Tuning i-motif folding and stability with acyclic phosphonate-linked (ZNA) cytidine residues

Abstract

i-Motifs (iMs) are non-canonical four-stranded DNA structures stabilized by hemi-protonated (C:H⁺C) cytosine base pairs. Under non-acidic pH conditions, cytosine deprotonation disrupts these interactions, resulting in structural unfolding. To broaden the environmental conditions that support iM formation for potential biomedical applications, we investigated the effect of substituting 2′-deoxycytidine residues with either the (R) or (S) isomers of an acyclic phosphonate-linked nucleotide (ZNA) bearing a cytosine (C) or 5-fluorocytosine (5F-C) nucleobase within the 22-mer vertebrate telomeric iM. UV melting and NMR spectroscopy analyses revealed that the presence of ZNA-C in the core of the iM decreased its stability, while 5F-C altered the iM stability across different pH ranges.

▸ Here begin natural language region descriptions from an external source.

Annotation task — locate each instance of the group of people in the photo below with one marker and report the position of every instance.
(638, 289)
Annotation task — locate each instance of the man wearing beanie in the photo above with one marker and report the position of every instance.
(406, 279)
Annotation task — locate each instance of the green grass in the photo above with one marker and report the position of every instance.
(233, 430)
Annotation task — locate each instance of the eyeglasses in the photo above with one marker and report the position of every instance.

Molecular dynamics (MD) provided a first glimpse of the quasi-symmetrical loops 1 and 3 in the iM formed by the native vertebrate telomeric sequence. The changes in the dynamics of the loop region in the modified sequences could be correlated with their decreased stability, despite stable base pairing occurring for both (R) and (S)-ZNA modifications.